The two most important components on the accessDTV card are:
- The digital tuner
- The MPEG-2 decoding system
By connecting a standard UHF/VHF antenna to the accessDTV card, you can tune in any of the 69 DTV channels. (In a typical city, there will be from three to 10 DTV channels on the air.) The tuner pulls the 19.39-Mbps data stream off the channel you choose.
The MPEG-2 decoder circuit decodes this data stream and separates any sub-channels so that you can view them. This is the most important part of the card because it offloads all of the MPEG-2 decoding from your CPU.
The 19.39-Mbps stream is so complex that it would totally consume a Pentium 4 processor running at 1.5 gigahertz (GHz). The accessDTV card contains a custom processor specifically tuned for MPEG-2 decoding. With the accessDTV card handling decompression, only about 5 percent of your computer's CPU power is spent displaying the digital image on the screen.
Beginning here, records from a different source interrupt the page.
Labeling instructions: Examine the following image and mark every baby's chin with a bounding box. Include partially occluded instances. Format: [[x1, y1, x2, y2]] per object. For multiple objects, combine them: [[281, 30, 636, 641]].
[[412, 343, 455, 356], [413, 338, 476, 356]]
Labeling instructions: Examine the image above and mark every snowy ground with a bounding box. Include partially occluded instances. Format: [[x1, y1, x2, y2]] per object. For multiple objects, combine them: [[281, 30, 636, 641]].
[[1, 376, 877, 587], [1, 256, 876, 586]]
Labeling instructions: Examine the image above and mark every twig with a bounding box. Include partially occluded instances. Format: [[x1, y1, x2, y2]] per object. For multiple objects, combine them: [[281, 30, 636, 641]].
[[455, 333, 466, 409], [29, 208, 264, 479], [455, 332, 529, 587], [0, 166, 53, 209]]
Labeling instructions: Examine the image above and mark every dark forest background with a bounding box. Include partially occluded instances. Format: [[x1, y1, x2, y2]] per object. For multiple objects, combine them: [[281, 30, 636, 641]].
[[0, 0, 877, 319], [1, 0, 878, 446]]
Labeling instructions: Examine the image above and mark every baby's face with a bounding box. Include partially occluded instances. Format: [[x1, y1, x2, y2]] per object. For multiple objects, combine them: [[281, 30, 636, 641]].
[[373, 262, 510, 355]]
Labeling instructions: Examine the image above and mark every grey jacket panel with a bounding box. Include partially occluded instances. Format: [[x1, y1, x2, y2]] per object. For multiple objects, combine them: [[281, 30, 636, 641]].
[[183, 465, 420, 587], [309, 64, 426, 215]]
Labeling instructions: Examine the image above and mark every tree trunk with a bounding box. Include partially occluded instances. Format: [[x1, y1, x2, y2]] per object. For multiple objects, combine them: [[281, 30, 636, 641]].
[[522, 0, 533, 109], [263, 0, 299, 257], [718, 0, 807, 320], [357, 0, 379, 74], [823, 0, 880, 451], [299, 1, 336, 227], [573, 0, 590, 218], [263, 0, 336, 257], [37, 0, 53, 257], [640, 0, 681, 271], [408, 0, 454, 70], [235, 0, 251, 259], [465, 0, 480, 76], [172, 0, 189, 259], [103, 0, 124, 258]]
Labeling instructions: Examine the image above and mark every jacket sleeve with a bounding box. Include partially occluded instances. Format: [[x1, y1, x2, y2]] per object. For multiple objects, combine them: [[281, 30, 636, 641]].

From your computer monitor, you can watch a DTV broadcast in one window and do anything you want in other windows without even knowing that the card is running.
The card also contains a cable-ready and NTSC off-the-air-ready analog tuner. You can connect the coax from your cable system or a standard TV antenna and receive analog channels 2 through 83 as you would on any normal TV. You can also view these channels in a window on your computer screen.